From 1960 until today , Stephen Willats has developed a pioneering practice based on collaboration, interactivity and participation within the variables of social relationships and settings. Willats creates multi-sensory, multi-dimensional environments to encourage viewers to engage with their own creative and cognitive processes, to re-examine and transform the way they perceive existing reality.

The show, which comprises more than forty works and is presented on all floors of the Badischer Kunstverein, concentrates on Willats’ works on the post-punk, night life and Wasteland scene of the 1980s. Several of these works have only been shown rarely or never at all and were selected together with the artist in a collaborative process.

The exhibited artworks range from photo, text and object collages to diagrams and large spatial installations. One room is especially devoted to Willats’ text production as an important component of his work. Seminal books and texts by the artist are displayed here along with issues of the magazine Control, which he has edited and published since 1965. The exhibition is augmented with documentary audio and film material created in the context of his projects.

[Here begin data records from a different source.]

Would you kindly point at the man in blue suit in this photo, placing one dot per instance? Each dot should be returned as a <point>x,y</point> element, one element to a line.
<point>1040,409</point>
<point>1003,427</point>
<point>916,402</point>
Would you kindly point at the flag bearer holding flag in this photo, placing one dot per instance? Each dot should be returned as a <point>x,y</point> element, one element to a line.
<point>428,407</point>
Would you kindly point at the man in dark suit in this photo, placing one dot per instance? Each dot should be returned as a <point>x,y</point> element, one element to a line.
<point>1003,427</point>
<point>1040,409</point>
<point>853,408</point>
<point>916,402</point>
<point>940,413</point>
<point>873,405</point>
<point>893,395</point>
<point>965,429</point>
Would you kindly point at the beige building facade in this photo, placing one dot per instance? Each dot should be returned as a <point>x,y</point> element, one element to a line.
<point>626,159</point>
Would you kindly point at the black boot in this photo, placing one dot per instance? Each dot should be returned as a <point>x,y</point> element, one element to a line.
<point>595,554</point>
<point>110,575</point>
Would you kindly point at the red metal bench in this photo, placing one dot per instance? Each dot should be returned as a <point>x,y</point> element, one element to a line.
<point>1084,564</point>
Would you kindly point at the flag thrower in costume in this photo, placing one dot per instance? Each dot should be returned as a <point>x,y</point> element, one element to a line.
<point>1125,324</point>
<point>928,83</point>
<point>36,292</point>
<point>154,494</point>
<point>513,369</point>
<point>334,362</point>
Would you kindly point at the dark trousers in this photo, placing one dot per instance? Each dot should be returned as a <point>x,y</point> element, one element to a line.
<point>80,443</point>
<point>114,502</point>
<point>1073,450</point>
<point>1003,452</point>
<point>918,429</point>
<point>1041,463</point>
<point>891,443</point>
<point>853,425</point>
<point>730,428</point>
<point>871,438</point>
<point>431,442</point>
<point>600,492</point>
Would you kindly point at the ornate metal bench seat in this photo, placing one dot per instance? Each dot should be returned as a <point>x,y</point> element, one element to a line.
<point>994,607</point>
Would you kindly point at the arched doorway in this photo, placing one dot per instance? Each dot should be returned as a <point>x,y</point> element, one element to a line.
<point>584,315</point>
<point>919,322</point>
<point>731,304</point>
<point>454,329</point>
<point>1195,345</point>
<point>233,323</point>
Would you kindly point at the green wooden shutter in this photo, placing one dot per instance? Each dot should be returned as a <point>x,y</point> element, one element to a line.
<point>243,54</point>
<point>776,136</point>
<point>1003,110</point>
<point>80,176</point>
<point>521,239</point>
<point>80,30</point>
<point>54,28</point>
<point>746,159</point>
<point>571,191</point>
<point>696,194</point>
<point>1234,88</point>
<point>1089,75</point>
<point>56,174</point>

The central focus of Willats’ works is the investigation of processes of communication, network formation and self-organisation. The influences for his interactive and participative projects are situated at the interface between art and other scientific disciplines such as cybernetics, computer technology, theories of behaviour and learning. With reference to the methods of these disciplines, Willats develops a specific visual and semiotic language that analyses and illustrates various systems of social interaction. The relationships of people to each other, to their private and professional environments and to the architecture of the residential buildings which surround them are investigated in close collaboration with the protagonists of his works in different directions and subsequently presented in exhibition spaces. This gives concrete form to parallel or “symbolic worlds” that arise beyond the bounds of planning and organisation: housing projects, office buildings, shopping centres or allotment gardens are the sites where Willats defines the possibilities of individual expression.

The artist is especially interested in “counter-cultures” as specific movements contrary to the dominant system – such as the post-punk scene during the Thatcher era, the creatures of the night in London or the occupants of various wastelands. The previously little known works created in this context of different counter-proposals offer a new and current perspective of the artist’s manner of working, as they are characterised less by the order and precision that he is well known for, than by an expressive handling of diverse colours, objects and materials. Priority is given here to the technique of collage: photographs are combined with texts and found materials, they are framed by coloured surfaces or developed sculpturally – as in Living Like A Goya or Secret Prima Donna – from the surface into the space.

A repeatedly occurring visual quotation consists of the towering facades of modern tower block architecture, which represent a counter-image to the collective and individual needs of their residents. Thus the biographies of the punks or glue sniffers are often linked to the reality of their lives in the tower blocks, and it is from there that they set out on their “journeys” to the parallel worlds in the clubs and wastelands. In the work A Difficult Boy In A Concrete Block, concrete as a material is even directly included in the wall installation. Once icons of the future, the tower blocks now epitomise ghettoisation and isolation, but also give rise to new processes of transformation: In Willats’ works on the phenomenon of the Doppelgänger the architecture is, for instance, the backdrop for a daily metamorphosis of demure office workers into bizarre creatures of the night.

In addition to the Night- and Wasteland Drawings which are collected together for the first time, the Kunstverein is displaying further determinative works of this context such as From The Day Into The Night And From The Night Into The Day, Model Dwellings or Taboo Housing on Club- and Post-Punk-culture, as wells as Four Pressures, Four Freedoms, Two Worlds. Camps or It Was Somewhere Where We Could All Go to the wastelands.

Cooperation partners for this project are the Centre d'art passerelle in Brest and Le Quartier, Centre d'art contemporain de Quimper, which will present their exhibitions with Stephen Willats in early 2011. Together with the presentation in the Badischer Kunstverein, the three institutions convey an extensive, yet also specific focus on the work by the British artist.